Just then Nanine appeared, to tell us that supper was served.

When we entered the dining-room, Marguerite was leaning against the

wall, and Gaston, holding her hands, was speaking to her in a low voice.

"You are mad," replied Marguerite. "You know quite well that I don't

want you. It is no good at the end of two years to make love to a woman

like me. With us, it is at once, or never. Come, gentlemen, supper!"

And, slipping away from Gaston, Marguerite made him sit on her right at

table, me on her left, then called to Nanine: "Before you sit down, tell them in the kitchen not to open to anybody if

there is a ring."

This order was given at one o'clock in the morning.

We laughed, drank, and ate freely at this supper. In a short while mirth

had reached its last limit, and the words that seem funny to a certain

class of people, words that degrade the mouth that utters them, were

heard from time to time, amidst the applause of Nanine, of Prudence, and

of Marguerite. Gaston was thoroughly amused; he was a very good sort of

fellow, but somewhat spoiled by the habits of his youth. For a moment

I tried to forget myself, to force my heart and my thoughts to become

indifferent to the sight before me, and to take my share of that gaiety

which seemed like one of the courses of the meal. But little by little

I withdrew from the noise; my glass remained full, and I felt almost

sad as I saw this beautiful creature of twenty drinking, talking like a

porter, and laughing the more loudly the more scandalous was the joke.

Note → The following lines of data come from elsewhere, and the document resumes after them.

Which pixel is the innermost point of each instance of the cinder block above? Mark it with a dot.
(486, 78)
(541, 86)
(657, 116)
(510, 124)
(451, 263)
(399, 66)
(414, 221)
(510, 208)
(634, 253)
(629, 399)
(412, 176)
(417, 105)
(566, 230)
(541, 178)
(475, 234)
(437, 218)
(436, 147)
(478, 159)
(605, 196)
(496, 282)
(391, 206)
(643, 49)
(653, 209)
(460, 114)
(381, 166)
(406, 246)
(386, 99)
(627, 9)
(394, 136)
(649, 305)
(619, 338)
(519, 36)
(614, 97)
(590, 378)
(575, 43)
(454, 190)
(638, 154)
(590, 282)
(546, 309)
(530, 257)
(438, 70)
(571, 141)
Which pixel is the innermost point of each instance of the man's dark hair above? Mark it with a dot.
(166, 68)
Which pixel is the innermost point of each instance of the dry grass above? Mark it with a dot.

Nevertheless, this hilarity, this way of talking and drinking, which

seemed to me in the others the mere results of bad company or of bad

habits, seemed in Marguerite a necessity of forgetting, a fever, a

nervous irritability. At every glass of champagne her cheeks would flush

with a feverish colour, and a cough, hardly perceptible at the beginning

of supper, became at last so violent that she was obliged to lean her

head on the back of her chair and hold her chest in her hands every time

that she coughed. I suffered at the thought of the injury to so frail a

constitution which must come from daily excesses like this. At length,

something which I had feared and foreseen happened. Toward the end of

supper Marguerite was seized by a more violent fit of coughing than any

she had had while I was there. It seemed as if her chest were being torn

in two. The poor girl turned crimson, closed her eyes under the pain,

and put her napkin to her lips. It was stained with a drop of blood. She

rose and ran into her dressing-room.